I wanted to make note of an issue raised in my Senior Seminar class this semester. We just completed the third week. I was a juror for a student art and writing competition for children in foster care, sponsored by the Virginia Poverty Law Center. During lunch we talked about possible collaborations for my Seminar class and the issue of payday lending came up as currently a lightning rod for both the press and the upcoming Virginia legislative session. Jay Speer and Dana Wiggens from the VPLC have been ardently fighting for laws to protect the consumer from this practice that can impose up to 400% interest on loans, and entrap borrowers for years in an endless cycle of increasing debt. The met with the class and presented their case. Students were asked to define and research the problem and create a poster that addresses the problem.

Here is the issue. One student stayed after class and asked to speak with me in private. He explained that he didn't agree with Speer and Wiggens' demonizing of payday lenders and was having real difficult doing the project. He also commented on how he was not interested in social issues. I let that last comment go, and address his discomfort allowing him the option of choosing another controversial issue with which he felt less conflicted. He proposed to do a project about Arctic Drilling. By this time I had presented several readings and as a group we had researched the issue of payday lending, including issues of culture and economics, and demographics and psychology. The student presented privately to me his preliminary concept for a poster about the the negative impact of arctic drilling. He had a stock photo of oilsoaked bird, a few paragraphs of dummy text and a tag line.

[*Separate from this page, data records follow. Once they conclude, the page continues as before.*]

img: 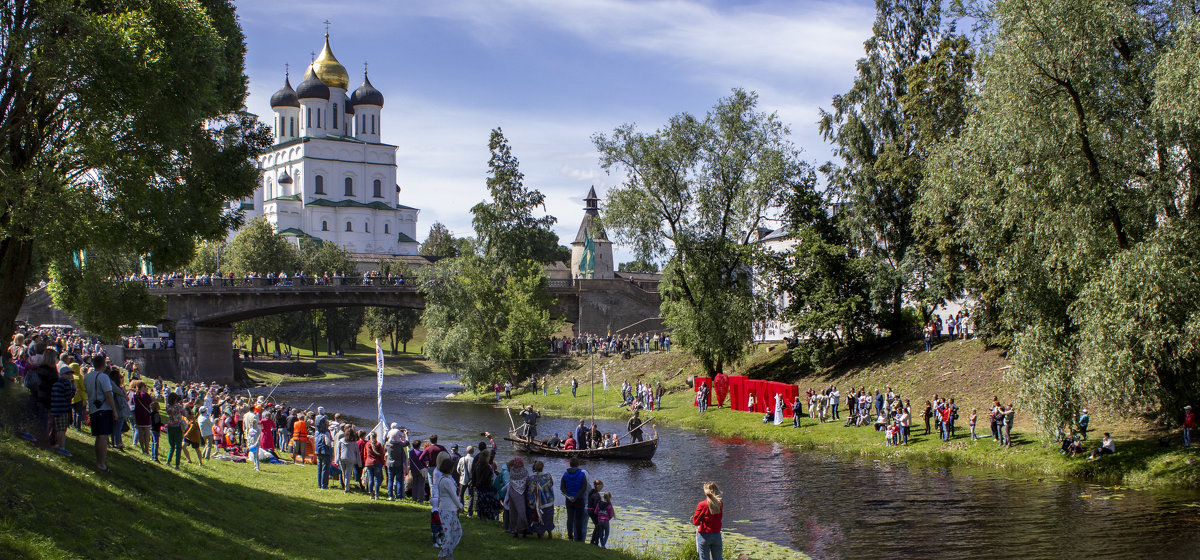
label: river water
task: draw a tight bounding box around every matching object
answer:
[260,373,1200,559]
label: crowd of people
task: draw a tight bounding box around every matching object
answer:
[922,309,972,351]
[550,332,671,356]
[121,270,412,288]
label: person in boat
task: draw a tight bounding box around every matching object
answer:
[575,419,588,450]
[628,410,644,444]
[588,424,605,448]
[521,405,541,440]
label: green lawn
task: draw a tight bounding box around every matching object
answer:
[0,414,661,560]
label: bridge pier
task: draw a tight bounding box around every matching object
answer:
[175,319,234,384]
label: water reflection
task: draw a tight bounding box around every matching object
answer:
[258,374,1200,559]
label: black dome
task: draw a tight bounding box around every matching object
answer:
[296,66,329,101]
[350,74,383,107]
[271,78,300,109]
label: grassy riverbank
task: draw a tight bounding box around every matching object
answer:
[0,410,683,560]
[460,341,1200,487]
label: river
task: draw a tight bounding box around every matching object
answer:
[255,373,1200,559]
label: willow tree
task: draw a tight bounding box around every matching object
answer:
[930,0,1200,432]
[0,0,270,338]
[593,89,809,373]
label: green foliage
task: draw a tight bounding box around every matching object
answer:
[420,222,461,257]
[0,0,270,345]
[226,218,300,276]
[818,0,972,335]
[593,90,811,373]
[420,255,559,387]
[48,252,167,339]
[922,0,1200,432]
[470,128,561,265]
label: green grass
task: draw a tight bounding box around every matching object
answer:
[0,410,644,560]
[458,343,1200,487]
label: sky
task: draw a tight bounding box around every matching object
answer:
[236,0,875,263]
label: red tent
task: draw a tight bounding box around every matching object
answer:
[730,375,748,410]
[713,373,730,407]
[691,378,713,407]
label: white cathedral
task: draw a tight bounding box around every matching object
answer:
[240,34,420,257]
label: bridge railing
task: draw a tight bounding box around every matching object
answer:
[127,276,416,290]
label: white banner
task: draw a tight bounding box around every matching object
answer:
[376,338,388,441]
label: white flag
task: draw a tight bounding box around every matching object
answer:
[376,338,388,441]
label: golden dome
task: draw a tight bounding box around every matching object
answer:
[312,35,350,90]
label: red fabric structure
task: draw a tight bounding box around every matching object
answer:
[713,373,730,407]
[691,378,713,407]
[728,375,748,410]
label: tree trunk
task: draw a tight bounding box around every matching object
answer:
[0,237,34,350]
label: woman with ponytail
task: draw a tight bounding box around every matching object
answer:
[691,482,724,560]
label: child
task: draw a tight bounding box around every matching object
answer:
[967,409,979,441]
[150,401,162,463]
[592,492,617,548]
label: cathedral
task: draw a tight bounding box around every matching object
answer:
[240,34,420,260]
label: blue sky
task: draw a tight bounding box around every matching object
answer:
[236,0,874,261]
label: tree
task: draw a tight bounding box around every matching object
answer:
[0,0,270,345]
[818,0,956,335]
[929,0,1200,433]
[420,255,558,389]
[226,218,300,353]
[420,128,560,387]
[420,222,458,257]
[470,128,561,265]
[593,90,811,373]
[362,260,420,354]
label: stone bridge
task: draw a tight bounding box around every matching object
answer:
[18,278,661,383]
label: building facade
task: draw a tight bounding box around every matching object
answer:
[240,34,420,257]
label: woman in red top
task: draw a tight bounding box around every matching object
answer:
[691,482,724,560]
[364,432,386,500]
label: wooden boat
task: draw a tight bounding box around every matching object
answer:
[504,430,659,460]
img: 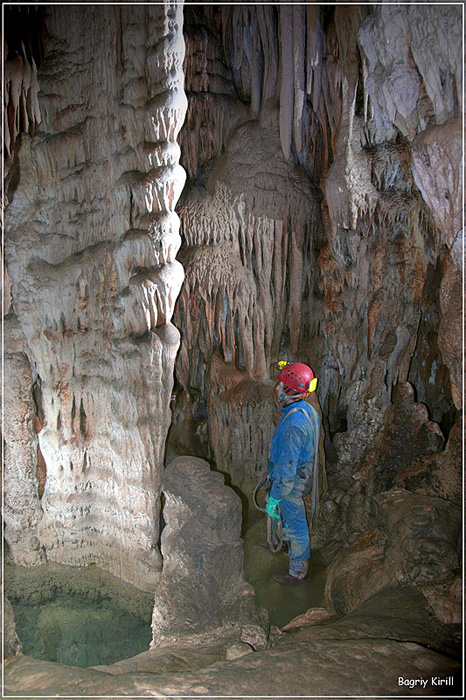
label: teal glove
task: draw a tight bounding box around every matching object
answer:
[265,496,281,520]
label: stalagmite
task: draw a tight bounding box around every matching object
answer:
[5,5,186,590]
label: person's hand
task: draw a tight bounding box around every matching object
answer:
[265,496,281,520]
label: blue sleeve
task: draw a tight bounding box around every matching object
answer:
[270,425,305,500]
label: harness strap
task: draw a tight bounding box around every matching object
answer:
[284,404,320,528]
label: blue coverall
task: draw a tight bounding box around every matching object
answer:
[268,399,320,579]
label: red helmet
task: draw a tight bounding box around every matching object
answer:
[278,362,317,395]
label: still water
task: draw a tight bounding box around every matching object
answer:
[243,510,326,627]
[5,565,153,668]
[5,510,325,668]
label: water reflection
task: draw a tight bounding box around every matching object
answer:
[5,565,153,668]
[244,510,326,627]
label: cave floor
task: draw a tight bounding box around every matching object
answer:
[4,589,462,698]
[243,509,326,627]
[4,576,463,698]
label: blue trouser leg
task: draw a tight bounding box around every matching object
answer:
[280,499,311,578]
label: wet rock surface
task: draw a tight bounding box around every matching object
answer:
[6,588,460,697]
[152,457,268,649]
[3,3,464,697]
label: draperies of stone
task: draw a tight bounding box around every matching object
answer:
[4,4,186,589]
[175,4,462,492]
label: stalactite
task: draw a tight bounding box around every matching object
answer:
[279,5,294,160]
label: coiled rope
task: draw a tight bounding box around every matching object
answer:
[252,476,283,554]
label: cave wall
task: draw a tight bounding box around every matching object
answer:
[4,4,186,590]
[4,4,463,600]
[171,5,462,495]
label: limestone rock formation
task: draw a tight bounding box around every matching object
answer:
[3,3,464,695]
[152,457,268,649]
[4,5,186,590]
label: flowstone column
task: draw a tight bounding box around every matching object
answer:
[4,3,186,590]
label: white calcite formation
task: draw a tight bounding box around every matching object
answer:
[4,4,186,589]
[152,457,268,650]
[176,4,462,490]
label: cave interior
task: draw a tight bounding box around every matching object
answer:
[2,2,464,697]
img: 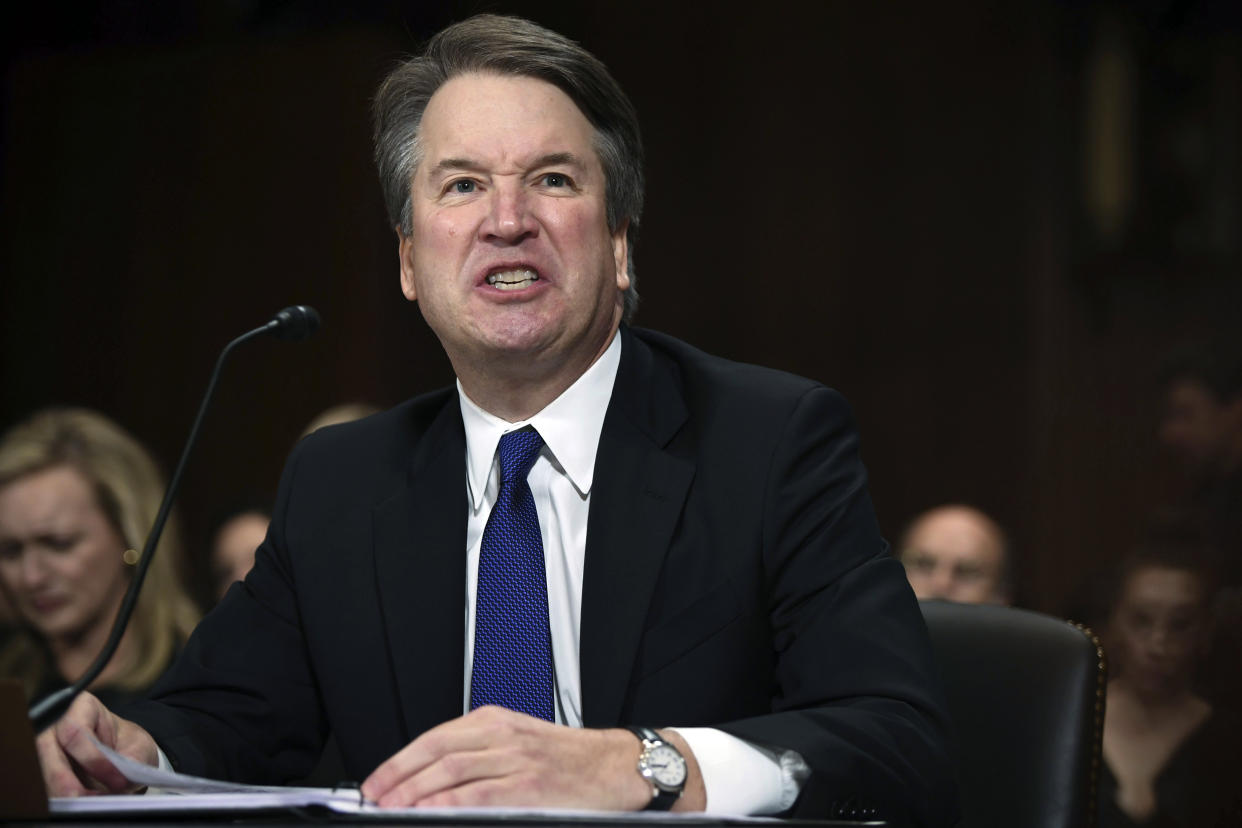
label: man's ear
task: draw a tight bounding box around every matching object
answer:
[396,227,419,302]
[612,218,630,290]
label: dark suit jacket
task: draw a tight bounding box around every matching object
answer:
[128,329,956,824]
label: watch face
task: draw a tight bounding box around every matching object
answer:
[645,745,686,791]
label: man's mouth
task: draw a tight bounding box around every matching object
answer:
[487,269,539,290]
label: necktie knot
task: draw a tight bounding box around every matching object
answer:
[499,428,543,487]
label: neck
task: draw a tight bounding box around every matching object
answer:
[1108,678,1199,721]
[453,326,616,422]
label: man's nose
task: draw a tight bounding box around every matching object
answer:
[479,182,539,245]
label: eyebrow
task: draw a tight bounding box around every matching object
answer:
[430,153,586,179]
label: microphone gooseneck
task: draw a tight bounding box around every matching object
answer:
[29,305,319,732]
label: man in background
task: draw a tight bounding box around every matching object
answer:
[898,504,1013,605]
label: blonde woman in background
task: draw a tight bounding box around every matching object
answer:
[0,408,199,706]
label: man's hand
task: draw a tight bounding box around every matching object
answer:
[35,693,159,797]
[363,708,705,811]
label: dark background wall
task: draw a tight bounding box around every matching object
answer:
[0,0,1242,611]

“Oh dear”, I thought. “Hmmm”, I said aloud. “Hmmmm. I'm not sure this is going to work,” I commented. He looked nervous and throughout the next few minutes he held that nervous/frightened expression. If he had done some substantive research, I might have been more generous but his poster was more a spin on some ad for Canon or National Geographic, or something like that. And the more I thought about it, the more I thought that it’s okay for this student to be uncomfortable. So I told him that. I told him that it probably isn’t okay for a college-educated person to be ignorant about social issues. I reiterated that several ways: that to award him a college degree I would hope that he be able to engage with an issue, learn, research and have an educated opinion rather than just an emotional one. In the back of my mind, I was thinking about the health care reform debate and how so much effort to derail President Obama’s agenda banks on misinformation and fear. I was quickly reaching the opinion that it was at the very least a civic responsibility, if not a moral and professional and ethical one, as an educator to deliver the message to this student that ignorance and apathy is not okay for an educated person. I told him he didn’t have to agree with Jay and Dana but he did have to come up with an educated position on the issue. He didn’t argue. This student is not the argumentative sort, unlike the 7th graders my friend Susan has spoken about. I hope this is an experience that opens him up. It’s my response to many blatant demonstrations of disrespect ( our own congressman Eric Cantor from Virginia on his Blackberry during Obama's address to Congress) for the President's effort to bring dignity to young people, and to his office.